Although not all analysed complications or scorings were statistically significant, we did notice some differences. The most important factor contributing to the decision which type of stents one should use is the clinical relevance of the identified stent-related complications. We did not find a clinically significant difference after one year between both groups. Therefore, future research should be performed to analyse this more thoroughly since this can contribute to anticoagulation-related complications.

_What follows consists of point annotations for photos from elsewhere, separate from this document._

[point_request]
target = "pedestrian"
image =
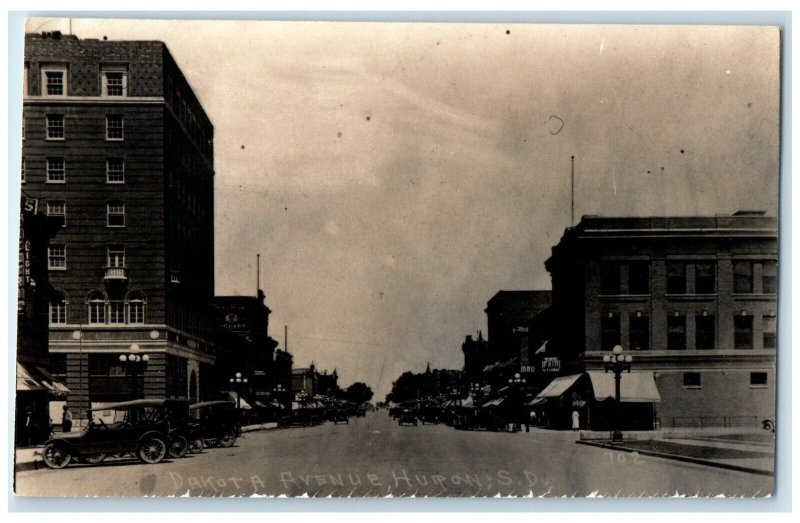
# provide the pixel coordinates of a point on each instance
(66, 420)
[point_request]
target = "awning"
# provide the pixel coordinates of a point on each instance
(635, 387)
(558, 386)
(242, 403)
(38, 378)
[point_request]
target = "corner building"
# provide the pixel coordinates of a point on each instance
(692, 299)
(117, 147)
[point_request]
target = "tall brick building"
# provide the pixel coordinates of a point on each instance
(117, 146)
(692, 299)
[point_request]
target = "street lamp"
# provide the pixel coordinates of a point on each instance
(238, 381)
(617, 363)
(517, 383)
(136, 363)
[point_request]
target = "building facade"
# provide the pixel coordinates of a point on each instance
(692, 299)
(117, 147)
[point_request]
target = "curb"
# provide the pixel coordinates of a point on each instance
(678, 457)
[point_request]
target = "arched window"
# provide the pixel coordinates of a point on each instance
(97, 308)
(136, 303)
(58, 309)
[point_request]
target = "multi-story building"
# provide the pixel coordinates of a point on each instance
(244, 345)
(692, 299)
(120, 150)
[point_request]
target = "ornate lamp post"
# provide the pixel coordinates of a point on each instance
(136, 363)
(238, 382)
(517, 383)
(617, 363)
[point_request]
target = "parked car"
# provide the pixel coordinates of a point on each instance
(218, 422)
(137, 426)
(408, 417)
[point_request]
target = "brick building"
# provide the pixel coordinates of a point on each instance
(117, 146)
(692, 299)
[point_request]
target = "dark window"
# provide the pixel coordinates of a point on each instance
(705, 330)
(743, 276)
(640, 332)
(676, 332)
(609, 278)
(609, 332)
(639, 278)
(742, 332)
(770, 277)
(770, 326)
(705, 278)
(55, 126)
(676, 278)
(691, 379)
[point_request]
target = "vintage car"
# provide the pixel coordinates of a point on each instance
(408, 417)
(137, 427)
(217, 423)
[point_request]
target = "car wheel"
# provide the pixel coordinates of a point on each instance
(178, 447)
(152, 450)
(196, 446)
(56, 456)
(93, 459)
(228, 439)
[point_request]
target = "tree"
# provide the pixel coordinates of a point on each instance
(358, 392)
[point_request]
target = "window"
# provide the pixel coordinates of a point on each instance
(705, 332)
(116, 312)
(705, 278)
(56, 172)
(115, 170)
(54, 80)
(609, 332)
(676, 278)
(639, 278)
(57, 209)
(116, 256)
(58, 310)
(692, 380)
(743, 276)
(676, 332)
(609, 278)
(770, 277)
(640, 332)
(115, 127)
(742, 332)
(115, 215)
(55, 126)
(136, 307)
(115, 83)
(770, 329)
(57, 257)
(97, 308)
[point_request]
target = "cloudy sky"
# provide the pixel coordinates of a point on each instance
(394, 177)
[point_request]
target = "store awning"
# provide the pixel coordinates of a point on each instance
(242, 403)
(558, 386)
(30, 378)
(635, 387)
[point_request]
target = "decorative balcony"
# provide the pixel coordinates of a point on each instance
(116, 274)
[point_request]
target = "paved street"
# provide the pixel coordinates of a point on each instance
(373, 456)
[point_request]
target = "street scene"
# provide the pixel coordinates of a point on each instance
(366, 260)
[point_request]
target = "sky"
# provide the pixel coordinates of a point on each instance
(394, 177)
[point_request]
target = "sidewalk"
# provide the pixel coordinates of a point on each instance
(745, 451)
(30, 458)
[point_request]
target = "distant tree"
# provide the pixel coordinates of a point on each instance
(358, 392)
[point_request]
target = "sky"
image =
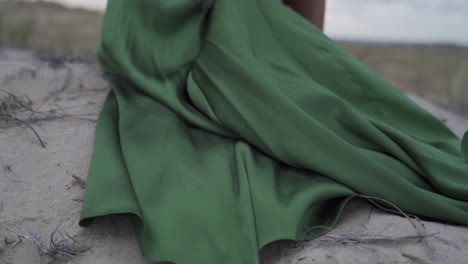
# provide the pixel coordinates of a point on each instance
(440, 21)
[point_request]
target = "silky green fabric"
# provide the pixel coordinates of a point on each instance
(232, 124)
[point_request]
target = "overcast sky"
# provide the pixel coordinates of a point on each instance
(382, 20)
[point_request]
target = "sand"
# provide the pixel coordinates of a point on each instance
(38, 191)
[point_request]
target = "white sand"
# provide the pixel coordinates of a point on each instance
(37, 192)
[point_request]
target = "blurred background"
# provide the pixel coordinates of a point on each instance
(421, 46)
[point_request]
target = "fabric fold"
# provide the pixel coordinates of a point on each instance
(232, 124)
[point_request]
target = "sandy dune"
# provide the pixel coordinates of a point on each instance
(38, 191)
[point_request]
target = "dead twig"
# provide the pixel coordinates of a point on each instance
(68, 247)
(366, 239)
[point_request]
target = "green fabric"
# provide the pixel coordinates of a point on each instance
(232, 124)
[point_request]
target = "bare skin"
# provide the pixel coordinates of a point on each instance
(312, 10)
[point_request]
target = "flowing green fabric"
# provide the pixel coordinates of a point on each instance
(232, 124)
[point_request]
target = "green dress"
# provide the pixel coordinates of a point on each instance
(235, 123)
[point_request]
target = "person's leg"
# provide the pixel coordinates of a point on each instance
(312, 10)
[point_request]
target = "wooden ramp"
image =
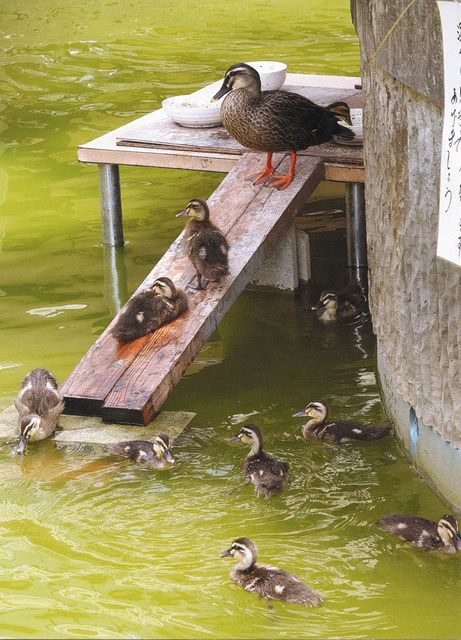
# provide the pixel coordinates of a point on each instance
(129, 383)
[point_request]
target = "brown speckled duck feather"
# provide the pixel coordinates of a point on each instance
(149, 310)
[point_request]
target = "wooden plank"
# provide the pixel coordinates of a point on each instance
(104, 149)
(144, 386)
(319, 221)
(167, 135)
(344, 173)
(98, 371)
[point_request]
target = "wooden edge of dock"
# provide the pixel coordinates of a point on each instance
(129, 383)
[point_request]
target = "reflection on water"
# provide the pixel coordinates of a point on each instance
(94, 547)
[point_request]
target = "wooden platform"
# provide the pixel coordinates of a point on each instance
(155, 141)
(130, 383)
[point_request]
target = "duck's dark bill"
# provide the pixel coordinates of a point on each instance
(19, 450)
(222, 92)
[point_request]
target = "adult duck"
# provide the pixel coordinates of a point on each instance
(274, 121)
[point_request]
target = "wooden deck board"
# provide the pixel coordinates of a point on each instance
(129, 383)
(342, 163)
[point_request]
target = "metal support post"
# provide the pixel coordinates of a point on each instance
(111, 205)
(357, 234)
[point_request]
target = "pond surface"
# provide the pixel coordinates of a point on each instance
(107, 549)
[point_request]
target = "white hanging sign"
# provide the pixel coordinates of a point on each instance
(449, 236)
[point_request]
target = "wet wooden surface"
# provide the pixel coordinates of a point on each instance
(341, 163)
(166, 134)
(129, 383)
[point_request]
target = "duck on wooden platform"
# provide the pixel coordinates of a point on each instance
(332, 307)
(268, 474)
(268, 582)
(273, 121)
(149, 310)
(39, 404)
(155, 454)
(338, 431)
(207, 247)
(425, 534)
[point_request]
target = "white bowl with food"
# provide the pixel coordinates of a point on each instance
(196, 110)
(193, 111)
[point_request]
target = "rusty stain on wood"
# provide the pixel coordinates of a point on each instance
(129, 383)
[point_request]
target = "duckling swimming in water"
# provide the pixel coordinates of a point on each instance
(39, 404)
(155, 454)
(268, 582)
(207, 247)
(149, 309)
(332, 307)
(336, 431)
(425, 534)
(274, 121)
(269, 475)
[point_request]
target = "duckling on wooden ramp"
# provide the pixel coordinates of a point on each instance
(268, 582)
(207, 247)
(274, 121)
(149, 310)
(39, 404)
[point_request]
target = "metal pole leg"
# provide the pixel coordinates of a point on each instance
(357, 234)
(111, 205)
(115, 277)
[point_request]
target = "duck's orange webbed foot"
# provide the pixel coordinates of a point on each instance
(282, 182)
(262, 176)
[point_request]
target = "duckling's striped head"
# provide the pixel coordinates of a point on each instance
(197, 209)
(341, 111)
(244, 550)
(328, 300)
(249, 434)
(161, 445)
(164, 287)
(317, 410)
(447, 528)
(239, 76)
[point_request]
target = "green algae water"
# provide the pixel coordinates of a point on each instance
(112, 550)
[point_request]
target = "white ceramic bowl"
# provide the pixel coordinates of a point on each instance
(197, 110)
(356, 119)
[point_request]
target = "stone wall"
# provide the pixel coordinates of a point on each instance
(415, 298)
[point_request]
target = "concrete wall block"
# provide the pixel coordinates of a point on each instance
(415, 298)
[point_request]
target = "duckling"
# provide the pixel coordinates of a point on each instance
(336, 431)
(268, 582)
(268, 474)
(274, 121)
(149, 309)
(39, 405)
(425, 534)
(332, 307)
(156, 454)
(207, 247)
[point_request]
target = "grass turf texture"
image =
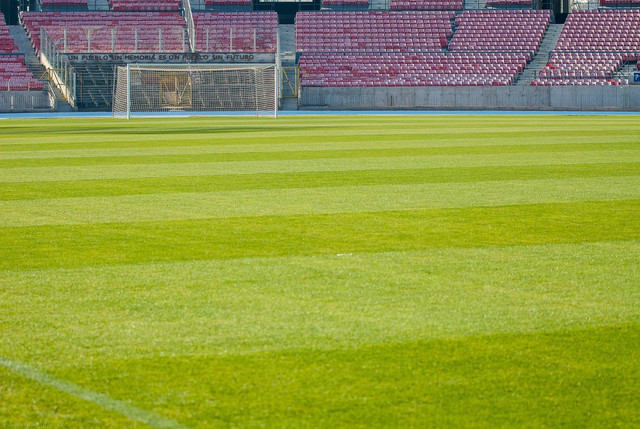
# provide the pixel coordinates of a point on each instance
(474, 271)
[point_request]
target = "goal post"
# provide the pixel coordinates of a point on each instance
(168, 89)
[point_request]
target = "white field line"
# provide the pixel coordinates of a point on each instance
(99, 399)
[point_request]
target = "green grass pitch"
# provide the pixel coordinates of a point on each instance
(321, 271)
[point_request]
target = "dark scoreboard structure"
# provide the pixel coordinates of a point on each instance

Since this research has some limitations, a few recommendations for future research can be implicated. Like mentioned earlier, a large group of subjects with longer follow-up and a standardized anticoagulation regimen would be more ideal to investigate stent-related problems over time. Moreover, as DUS is a subjective and investigator-dependant imaging technique which results in a 2D perspective it hinders accurate and reproductive imaging. Ideally, a 3D image would be more appropriate to take notice of the stent-related complications. Imaging modalities like computed tomography, phlebography or even abdominal X-rays are recommended to analyse the 3D results in prospective trials. At last we should mention that there could have been a learning curve bias which could have led to some differences in outcome as the most flexible stents were used in a later stage.

Conclusion

Dedicated venous stents show good patency outcomes and clinical results. Tapering and bad alignment between connecting stents in the venous system are more frequently seen in more rigid stents. Future research should indicate if these results significantly influence clinical outcome.